The majority of the film was shot in and around Eltham, South Taranaki. The furthest afield the production got was the Waverley Racecourse, the setting for the film’s opening sequence. While the town came equipped with an old-timey aesthetic that evoked late-40s New Zealand, some adjustments had to be made to achieve a convincing period look. One key location was a woolshed, which was pieced together from three deconstructed sheds found locally before the crew “had the great pleasure of blowing it up”. That climactic moment drew a crowd of around 200 people, as word of the stunt spread from Eltham to Whanganui.
“There was a hill overlooking the woolshed a safe distance back from it, so we sat all the people on this hill and they all had a wonderful party. In fact, it was quite dangerous to go up on the hill because there was so much dope being smoked up there,” he laughs.
“An Aussie joker was doing all the explosions, and he came up with this great idea of getting big 44-gallon drums, filling them up with petrol, and putting a charge underneath them. When it went off, these drums led the charge up into the sky, in flames. So you didn’t look at it and think, ‘Oh, there’s one of the drums’, you just thought, ‘Holy f**k!’ It was a mighty explosion.”
The film was released in 1985 and immediately connected with Kiwi audiences. It found further success at the New Zealand Film and TV Awards the following year, winning seven awards including Mune for Best Director and Best Screenplay Adaption with Parker; Bland for Best Performance, Male in a Leading Role; James for Best Performance, Male in Supporting Role; and Parr for Best Film. Nowadays, Mune says, “I’m not sure what its legacy is”.

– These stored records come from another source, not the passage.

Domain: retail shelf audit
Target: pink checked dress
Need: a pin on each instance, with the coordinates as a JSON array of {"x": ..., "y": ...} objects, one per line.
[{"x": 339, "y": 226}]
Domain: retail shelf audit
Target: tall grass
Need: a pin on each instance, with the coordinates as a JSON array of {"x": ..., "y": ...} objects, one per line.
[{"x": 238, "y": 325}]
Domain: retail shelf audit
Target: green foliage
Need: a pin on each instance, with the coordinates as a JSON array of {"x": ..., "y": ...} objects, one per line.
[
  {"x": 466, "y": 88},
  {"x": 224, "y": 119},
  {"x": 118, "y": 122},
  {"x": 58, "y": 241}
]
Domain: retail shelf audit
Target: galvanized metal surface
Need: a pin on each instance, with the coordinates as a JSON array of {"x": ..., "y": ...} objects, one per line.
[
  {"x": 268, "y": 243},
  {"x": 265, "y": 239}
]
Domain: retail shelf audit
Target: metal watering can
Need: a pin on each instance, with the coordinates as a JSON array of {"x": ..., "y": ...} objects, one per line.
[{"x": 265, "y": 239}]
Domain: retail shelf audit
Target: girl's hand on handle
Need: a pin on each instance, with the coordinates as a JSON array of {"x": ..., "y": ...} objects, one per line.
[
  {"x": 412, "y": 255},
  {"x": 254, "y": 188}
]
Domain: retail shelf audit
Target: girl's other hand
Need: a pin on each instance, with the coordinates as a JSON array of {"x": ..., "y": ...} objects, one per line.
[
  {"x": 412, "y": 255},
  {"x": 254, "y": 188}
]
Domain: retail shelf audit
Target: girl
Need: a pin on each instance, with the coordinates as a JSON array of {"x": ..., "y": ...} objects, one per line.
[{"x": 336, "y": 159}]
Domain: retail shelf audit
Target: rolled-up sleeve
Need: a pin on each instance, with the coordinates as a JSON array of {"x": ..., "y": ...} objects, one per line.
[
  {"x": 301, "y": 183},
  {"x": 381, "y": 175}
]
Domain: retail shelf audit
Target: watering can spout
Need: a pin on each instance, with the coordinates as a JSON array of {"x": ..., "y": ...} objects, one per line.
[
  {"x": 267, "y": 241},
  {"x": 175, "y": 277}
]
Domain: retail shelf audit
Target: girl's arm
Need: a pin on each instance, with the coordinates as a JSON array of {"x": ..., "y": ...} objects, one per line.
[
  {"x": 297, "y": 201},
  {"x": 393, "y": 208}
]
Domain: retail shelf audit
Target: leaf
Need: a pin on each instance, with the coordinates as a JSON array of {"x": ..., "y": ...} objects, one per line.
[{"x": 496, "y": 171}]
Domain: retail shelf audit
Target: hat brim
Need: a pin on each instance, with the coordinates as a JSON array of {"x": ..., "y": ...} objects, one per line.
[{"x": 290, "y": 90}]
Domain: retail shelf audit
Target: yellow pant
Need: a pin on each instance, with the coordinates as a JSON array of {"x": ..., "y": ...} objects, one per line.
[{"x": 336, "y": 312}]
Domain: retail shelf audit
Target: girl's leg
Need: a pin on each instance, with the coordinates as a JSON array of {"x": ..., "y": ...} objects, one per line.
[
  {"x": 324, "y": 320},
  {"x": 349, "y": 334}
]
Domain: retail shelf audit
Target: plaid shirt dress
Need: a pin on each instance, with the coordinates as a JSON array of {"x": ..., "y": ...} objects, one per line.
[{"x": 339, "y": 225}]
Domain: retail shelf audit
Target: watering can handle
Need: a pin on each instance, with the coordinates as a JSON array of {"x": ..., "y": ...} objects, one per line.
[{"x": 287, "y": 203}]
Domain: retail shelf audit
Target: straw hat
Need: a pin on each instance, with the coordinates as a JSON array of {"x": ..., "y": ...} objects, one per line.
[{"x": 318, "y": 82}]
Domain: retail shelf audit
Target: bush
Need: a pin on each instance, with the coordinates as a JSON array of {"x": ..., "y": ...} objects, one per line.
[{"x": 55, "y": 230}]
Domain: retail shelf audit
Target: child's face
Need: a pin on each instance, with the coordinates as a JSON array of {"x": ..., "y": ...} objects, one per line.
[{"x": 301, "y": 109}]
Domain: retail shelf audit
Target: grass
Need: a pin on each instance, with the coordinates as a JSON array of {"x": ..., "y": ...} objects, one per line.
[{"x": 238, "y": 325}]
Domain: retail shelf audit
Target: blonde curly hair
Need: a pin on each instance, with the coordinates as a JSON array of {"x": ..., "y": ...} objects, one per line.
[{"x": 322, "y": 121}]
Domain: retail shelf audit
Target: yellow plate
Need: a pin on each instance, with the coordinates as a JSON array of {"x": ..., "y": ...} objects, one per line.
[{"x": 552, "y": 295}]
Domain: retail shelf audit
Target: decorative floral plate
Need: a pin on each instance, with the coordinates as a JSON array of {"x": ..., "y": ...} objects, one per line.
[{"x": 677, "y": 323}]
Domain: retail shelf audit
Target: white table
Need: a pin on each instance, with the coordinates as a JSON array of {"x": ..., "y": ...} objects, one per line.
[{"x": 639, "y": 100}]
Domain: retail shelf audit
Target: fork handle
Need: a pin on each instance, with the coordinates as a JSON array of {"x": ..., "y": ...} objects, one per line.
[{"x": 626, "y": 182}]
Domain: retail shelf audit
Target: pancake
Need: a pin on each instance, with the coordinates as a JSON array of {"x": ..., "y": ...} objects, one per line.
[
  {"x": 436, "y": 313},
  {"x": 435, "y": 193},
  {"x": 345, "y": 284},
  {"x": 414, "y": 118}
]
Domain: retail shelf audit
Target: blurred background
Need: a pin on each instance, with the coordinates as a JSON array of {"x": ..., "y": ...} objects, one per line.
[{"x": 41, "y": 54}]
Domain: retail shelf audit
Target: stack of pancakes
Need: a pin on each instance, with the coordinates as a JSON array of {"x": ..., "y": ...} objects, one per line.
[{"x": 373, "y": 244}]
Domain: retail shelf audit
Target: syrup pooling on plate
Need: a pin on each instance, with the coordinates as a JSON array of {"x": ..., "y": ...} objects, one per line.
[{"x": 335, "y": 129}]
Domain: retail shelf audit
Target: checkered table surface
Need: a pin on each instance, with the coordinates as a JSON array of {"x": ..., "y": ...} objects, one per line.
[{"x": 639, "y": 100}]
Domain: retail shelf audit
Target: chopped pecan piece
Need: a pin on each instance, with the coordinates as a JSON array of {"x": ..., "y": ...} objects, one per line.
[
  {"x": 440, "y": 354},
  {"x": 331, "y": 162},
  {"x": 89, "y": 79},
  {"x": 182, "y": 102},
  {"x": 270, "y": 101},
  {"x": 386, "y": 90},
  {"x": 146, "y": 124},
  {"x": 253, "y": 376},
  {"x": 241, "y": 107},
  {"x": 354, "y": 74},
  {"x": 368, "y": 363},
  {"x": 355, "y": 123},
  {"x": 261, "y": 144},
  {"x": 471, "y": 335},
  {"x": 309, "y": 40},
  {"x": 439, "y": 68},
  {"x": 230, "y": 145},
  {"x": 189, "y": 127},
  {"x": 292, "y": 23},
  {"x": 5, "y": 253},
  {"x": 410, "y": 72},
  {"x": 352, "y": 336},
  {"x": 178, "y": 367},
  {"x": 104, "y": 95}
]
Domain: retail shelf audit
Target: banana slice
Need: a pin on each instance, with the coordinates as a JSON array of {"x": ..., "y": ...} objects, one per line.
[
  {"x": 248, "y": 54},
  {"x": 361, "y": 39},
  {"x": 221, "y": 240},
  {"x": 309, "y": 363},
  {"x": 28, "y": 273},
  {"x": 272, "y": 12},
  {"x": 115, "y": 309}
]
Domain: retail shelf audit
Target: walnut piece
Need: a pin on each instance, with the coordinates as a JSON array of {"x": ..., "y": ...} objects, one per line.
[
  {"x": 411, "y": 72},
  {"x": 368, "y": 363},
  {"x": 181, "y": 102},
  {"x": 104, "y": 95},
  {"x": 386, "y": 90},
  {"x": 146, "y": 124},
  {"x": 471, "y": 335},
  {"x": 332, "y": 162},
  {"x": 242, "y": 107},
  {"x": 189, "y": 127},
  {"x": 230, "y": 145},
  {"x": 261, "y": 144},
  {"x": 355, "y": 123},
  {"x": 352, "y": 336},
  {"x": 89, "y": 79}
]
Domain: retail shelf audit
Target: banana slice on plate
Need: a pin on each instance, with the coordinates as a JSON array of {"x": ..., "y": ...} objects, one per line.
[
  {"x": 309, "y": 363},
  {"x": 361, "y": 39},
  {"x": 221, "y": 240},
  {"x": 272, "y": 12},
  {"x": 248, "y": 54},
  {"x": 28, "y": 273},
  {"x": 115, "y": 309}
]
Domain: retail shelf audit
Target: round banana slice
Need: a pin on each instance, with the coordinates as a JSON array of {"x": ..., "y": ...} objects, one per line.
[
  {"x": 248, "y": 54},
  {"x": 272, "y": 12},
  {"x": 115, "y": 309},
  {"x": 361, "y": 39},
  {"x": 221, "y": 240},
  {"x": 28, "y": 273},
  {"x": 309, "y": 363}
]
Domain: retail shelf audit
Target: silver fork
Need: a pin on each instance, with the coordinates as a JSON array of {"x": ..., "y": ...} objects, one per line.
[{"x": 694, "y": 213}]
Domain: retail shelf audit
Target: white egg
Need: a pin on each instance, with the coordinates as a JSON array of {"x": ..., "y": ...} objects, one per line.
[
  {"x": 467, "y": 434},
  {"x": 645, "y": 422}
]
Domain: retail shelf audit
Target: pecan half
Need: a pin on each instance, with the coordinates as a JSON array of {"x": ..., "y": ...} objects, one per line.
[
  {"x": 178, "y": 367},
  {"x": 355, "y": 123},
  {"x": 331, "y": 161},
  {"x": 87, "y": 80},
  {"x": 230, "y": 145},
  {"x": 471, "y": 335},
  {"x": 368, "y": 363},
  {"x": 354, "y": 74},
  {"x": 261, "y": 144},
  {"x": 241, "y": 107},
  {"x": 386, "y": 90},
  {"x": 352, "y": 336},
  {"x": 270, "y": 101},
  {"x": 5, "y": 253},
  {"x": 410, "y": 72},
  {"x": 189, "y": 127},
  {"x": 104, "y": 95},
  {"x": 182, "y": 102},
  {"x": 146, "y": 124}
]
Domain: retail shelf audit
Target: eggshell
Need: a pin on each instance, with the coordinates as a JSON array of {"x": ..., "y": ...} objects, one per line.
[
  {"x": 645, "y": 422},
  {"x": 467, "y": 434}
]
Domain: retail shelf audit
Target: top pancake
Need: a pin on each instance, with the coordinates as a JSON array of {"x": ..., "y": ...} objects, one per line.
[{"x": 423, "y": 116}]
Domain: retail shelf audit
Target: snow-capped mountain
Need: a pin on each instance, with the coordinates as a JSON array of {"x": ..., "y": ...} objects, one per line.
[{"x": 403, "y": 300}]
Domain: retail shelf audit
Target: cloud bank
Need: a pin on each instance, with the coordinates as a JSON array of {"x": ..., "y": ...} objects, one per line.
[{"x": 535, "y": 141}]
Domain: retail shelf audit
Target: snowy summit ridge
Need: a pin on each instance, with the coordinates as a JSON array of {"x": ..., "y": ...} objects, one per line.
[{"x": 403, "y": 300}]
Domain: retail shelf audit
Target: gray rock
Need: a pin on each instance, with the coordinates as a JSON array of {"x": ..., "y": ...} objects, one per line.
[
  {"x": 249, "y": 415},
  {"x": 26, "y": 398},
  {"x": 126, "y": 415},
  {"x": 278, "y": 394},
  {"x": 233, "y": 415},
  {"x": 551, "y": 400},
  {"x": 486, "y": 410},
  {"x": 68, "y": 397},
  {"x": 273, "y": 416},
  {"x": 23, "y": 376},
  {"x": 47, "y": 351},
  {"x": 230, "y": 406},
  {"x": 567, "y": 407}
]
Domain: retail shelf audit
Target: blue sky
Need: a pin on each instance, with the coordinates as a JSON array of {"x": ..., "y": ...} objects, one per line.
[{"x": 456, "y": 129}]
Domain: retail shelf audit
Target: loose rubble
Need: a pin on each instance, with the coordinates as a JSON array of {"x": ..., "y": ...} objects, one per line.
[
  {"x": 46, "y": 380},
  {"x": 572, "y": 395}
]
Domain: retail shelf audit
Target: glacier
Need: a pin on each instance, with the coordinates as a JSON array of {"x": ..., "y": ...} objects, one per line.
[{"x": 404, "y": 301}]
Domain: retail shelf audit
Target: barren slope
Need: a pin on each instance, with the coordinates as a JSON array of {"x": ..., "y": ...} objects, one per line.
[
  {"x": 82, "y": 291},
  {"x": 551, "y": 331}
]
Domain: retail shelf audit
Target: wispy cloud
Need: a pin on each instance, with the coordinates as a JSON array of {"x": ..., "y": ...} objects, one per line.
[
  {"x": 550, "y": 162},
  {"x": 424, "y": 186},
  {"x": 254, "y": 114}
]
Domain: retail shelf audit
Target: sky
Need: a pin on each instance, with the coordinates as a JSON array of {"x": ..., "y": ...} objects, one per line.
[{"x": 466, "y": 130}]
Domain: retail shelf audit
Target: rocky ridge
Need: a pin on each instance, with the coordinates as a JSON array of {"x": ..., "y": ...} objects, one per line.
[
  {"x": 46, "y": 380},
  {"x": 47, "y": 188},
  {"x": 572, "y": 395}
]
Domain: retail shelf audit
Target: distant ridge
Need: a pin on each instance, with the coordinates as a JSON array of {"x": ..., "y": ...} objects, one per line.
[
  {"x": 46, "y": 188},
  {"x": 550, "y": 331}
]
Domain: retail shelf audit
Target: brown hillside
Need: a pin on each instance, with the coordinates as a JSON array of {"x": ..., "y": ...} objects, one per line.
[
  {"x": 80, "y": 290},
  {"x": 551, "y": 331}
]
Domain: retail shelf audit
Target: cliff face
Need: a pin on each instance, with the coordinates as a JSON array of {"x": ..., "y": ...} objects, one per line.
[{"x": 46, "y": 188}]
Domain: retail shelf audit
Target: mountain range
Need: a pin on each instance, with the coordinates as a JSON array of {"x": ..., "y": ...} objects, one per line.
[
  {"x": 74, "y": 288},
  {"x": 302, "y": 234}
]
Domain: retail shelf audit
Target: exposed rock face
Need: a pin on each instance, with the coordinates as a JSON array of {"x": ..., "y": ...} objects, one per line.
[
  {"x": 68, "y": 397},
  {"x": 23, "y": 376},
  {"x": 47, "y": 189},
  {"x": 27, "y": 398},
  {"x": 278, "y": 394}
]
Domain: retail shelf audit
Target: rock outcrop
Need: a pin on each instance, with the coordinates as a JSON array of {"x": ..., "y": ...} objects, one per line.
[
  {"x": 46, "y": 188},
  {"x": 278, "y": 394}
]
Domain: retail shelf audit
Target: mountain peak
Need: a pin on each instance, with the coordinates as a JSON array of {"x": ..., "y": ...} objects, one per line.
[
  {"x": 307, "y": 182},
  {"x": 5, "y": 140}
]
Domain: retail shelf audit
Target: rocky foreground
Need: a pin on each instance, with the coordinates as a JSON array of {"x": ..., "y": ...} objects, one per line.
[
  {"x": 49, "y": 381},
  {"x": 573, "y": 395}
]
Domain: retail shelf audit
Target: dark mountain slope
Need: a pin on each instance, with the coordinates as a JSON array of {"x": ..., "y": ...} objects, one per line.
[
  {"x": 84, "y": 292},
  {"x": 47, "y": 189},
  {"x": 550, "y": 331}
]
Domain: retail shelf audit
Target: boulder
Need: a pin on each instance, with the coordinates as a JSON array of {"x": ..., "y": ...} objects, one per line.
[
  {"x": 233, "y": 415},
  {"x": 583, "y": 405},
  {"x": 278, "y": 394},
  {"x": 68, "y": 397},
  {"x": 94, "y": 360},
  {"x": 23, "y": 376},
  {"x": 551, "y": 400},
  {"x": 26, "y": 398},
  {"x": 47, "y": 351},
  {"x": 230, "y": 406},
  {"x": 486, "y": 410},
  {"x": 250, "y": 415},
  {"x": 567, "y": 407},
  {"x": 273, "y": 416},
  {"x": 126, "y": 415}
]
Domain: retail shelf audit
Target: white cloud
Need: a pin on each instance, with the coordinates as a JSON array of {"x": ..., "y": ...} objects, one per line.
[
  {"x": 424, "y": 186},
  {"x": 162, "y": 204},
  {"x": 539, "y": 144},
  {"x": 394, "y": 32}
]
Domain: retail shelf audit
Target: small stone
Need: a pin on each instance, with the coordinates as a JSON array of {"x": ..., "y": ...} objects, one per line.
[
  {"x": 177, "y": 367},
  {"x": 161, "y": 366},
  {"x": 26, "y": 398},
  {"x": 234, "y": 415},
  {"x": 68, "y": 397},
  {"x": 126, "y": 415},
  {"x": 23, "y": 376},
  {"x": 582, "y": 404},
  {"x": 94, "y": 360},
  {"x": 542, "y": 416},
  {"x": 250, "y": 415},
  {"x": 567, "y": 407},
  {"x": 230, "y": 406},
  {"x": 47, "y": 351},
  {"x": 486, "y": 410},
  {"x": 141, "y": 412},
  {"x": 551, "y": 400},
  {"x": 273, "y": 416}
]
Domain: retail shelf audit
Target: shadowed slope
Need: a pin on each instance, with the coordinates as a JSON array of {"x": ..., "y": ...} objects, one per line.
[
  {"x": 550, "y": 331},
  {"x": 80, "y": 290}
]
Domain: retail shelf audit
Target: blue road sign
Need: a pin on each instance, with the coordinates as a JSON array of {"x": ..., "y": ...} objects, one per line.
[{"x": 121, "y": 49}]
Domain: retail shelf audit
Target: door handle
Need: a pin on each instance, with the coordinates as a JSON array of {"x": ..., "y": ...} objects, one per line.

“The thing about it was, I wanted to show that New Zealand actors could do comedy, that we didn’t have to do dark films, because we were doing quite a lot of them.”
Came a Hot Friday was digitally remastered for a DVD release in 2011 and is available online at NZ Film On Demand. It stands apart as a uniquely flamboyant physical comedy in New Zealand’s cinematic landscape, one that captured our humour in a way it hadn’t quite been captured before.